Charities should not "stick to their knitting" but nor should they spend their time pursuing "ideological crusades against the government", Matt Hancock, Secretary of State for Digital, Culture, Media and Sport, said today.
Speaking at an event in Westminster this morning to lay out the government's vision for its forthcoming civil society strategy, Hancock said he wanted "civil society to recover its confidence to speak into our public life".
He said that the greatest social and political changes in history had come about because independent people formed associations to press for change.
"It’s true that, like most ministers, I don’t want charities spending their time – or even taxpayers’ money – pursuing a narrow ideological or political crusade against the government," he said. "That would be wrong. It’s natural for me to say that. But I don’t think you should stick to your knitting either – if indeed any of you know how to knit."
The phrase has been commonly used in the sector since 2014 when Brooks Newmark, charities minister at the time, said charities should be "sticking to their knitting" and stay out of the realm of politics.
Civil society organisations had the right to campaign and to press for change, said Hancock, but if civil society was entitled to its views, "so too is government".

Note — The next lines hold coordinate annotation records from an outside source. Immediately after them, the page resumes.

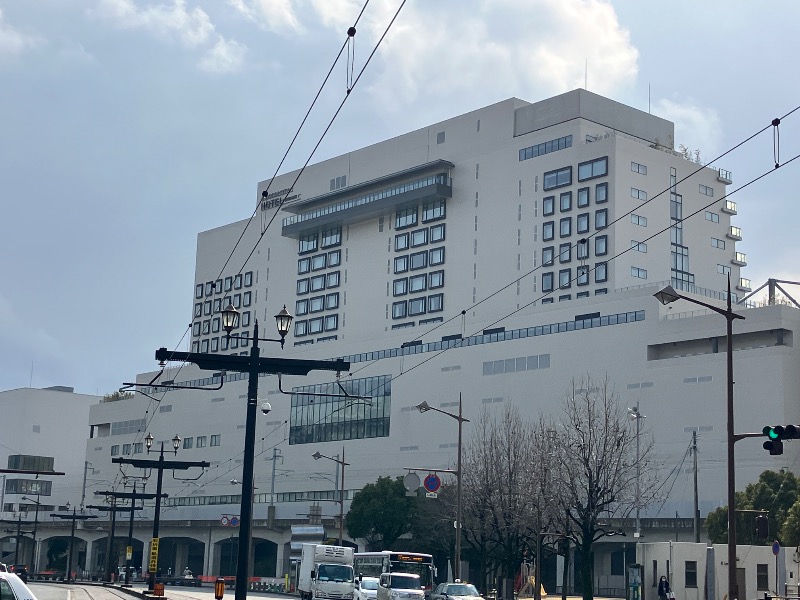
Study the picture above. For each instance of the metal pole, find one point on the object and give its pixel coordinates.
(458, 495)
(733, 592)
(246, 511)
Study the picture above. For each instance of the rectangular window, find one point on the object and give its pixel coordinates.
(399, 310)
(601, 218)
(547, 282)
(601, 245)
(558, 178)
(583, 197)
(435, 279)
(419, 260)
(706, 191)
(405, 218)
(431, 211)
(419, 237)
(565, 201)
(401, 264)
(593, 168)
(401, 242)
(331, 237)
(601, 193)
(565, 253)
(583, 222)
(437, 256)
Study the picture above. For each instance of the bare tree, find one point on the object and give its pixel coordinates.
(597, 467)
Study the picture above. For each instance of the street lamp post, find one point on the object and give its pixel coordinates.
(424, 407)
(253, 365)
(342, 464)
(635, 415)
(666, 296)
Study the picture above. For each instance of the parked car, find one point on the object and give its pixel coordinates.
(457, 590)
(366, 588)
(13, 588)
(400, 586)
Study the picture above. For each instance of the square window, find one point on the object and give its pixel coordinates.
(436, 303)
(437, 233)
(419, 237)
(401, 264)
(401, 241)
(418, 283)
(416, 306)
(435, 279)
(583, 197)
(400, 287)
(548, 206)
(419, 260)
(399, 310)
(332, 279)
(565, 201)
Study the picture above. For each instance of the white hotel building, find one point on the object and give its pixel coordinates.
(496, 255)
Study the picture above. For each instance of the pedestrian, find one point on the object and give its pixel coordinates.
(664, 591)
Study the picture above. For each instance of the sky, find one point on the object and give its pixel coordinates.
(127, 127)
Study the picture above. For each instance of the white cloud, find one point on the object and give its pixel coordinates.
(277, 16)
(192, 27)
(224, 57)
(696, 127)
(12, 42)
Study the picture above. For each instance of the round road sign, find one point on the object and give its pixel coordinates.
(432, 483)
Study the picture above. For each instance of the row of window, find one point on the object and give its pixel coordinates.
(582, 277)
(209, 307)
(582, 225)
(545, 148)
(417, 306)
(319, 261)
(316, 325)
(419, 260)
(431, 211)
(318, 283)
(418, 283)
(218, 286)
(201, 441)
(419, 237)
(326, 239)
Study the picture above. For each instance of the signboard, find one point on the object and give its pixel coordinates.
(153, 566)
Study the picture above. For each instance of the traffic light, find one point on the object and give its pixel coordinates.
(775, 436)
(762, 527)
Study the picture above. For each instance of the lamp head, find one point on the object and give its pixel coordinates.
(667, 295)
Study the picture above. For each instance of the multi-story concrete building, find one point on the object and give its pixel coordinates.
(494, 256)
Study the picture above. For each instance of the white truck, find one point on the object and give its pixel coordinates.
(326, 572)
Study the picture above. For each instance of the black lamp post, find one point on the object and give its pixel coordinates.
(666, 296)
(424, 407)
(342, 464)
(253, 365)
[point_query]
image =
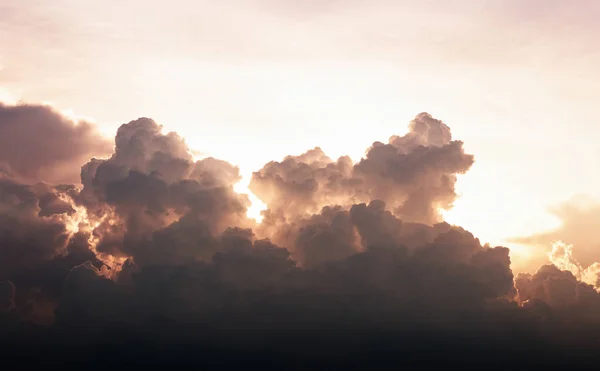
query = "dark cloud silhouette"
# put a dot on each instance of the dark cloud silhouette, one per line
(37, 143)
(153, 261)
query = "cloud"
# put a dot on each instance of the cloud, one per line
(414, 175)
(579, 218)
(37, 143)
(155, 250)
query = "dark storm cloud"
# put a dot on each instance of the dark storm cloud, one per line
(164, 206)
(154, 256)
(37, 143)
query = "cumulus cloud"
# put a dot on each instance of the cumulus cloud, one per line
(37, 143)
(154, 249)
(413, 174)
(579, 219)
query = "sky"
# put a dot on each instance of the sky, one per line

He said the sector needed clarity on what "government wants to do, and how we intend to work with you. And that is what the civil society strategy will set out."
Hanock said he wanted to develop a more sustainable operating model for civil society organisations and the new strategy would help charities and community groups to become "better capitalised and more resilient".
He added that action was required to help people take back control, not just of our national borders or our global trade, "but of their own communities".
But he said it was government’s role "to lead and to enable, not to supplant the natural functions of society".
"Our role in government is to boost growth, enterprise and responsibility," he said.
Hancock added that business had a greater role to play in civil society. "We need business to adapt to a new, more empowered, more values-driven age," he said. "This is how we will save capitalism from itself."
He also addressed the issue of public funding, saying that he did not believe government spent nearly enough "on the small or local organisations – whether for or not-for profit - which are often the best people to deliver a local service".
In some markets, he said, 60 per cent of public procurement went to just five large companies, and he wanted to see a far more "plural supply of public services – with a lot more mutuals and other value-adding innovations".
Hancock said he wanted to see "more effective coordination of different public funding streams, and especially the streams that flow directly into local places". He added that conversations were under way across Whitehall to make this happen.
He said government was looking to see whether it could deliver a new era of grants without sacrificing the efficiency and focus on outcomes that contracts were designed to achieve.
Also speaking at the event, Sue Tibballs, chief executive of the Sheila McKechnie Foundation, raised the issue of reforming the lobbying act if government was committed to civil society organisations campaigning for change.
But Tracey Crouch, the charities minister, said in response that the creation of the act was changing the way government departments developed policy, reducing the need for lobbying.
"We proactively seek people’s views on regulation and legislation before we get to the point of putting it in front of parliament," she said.
Crouch added that she had been working with the Electoral Commission to try to provide practical guidance to charities on how they could lobby.
The government's consultation on its civil society strategy is due to close at 9am on Tuesday.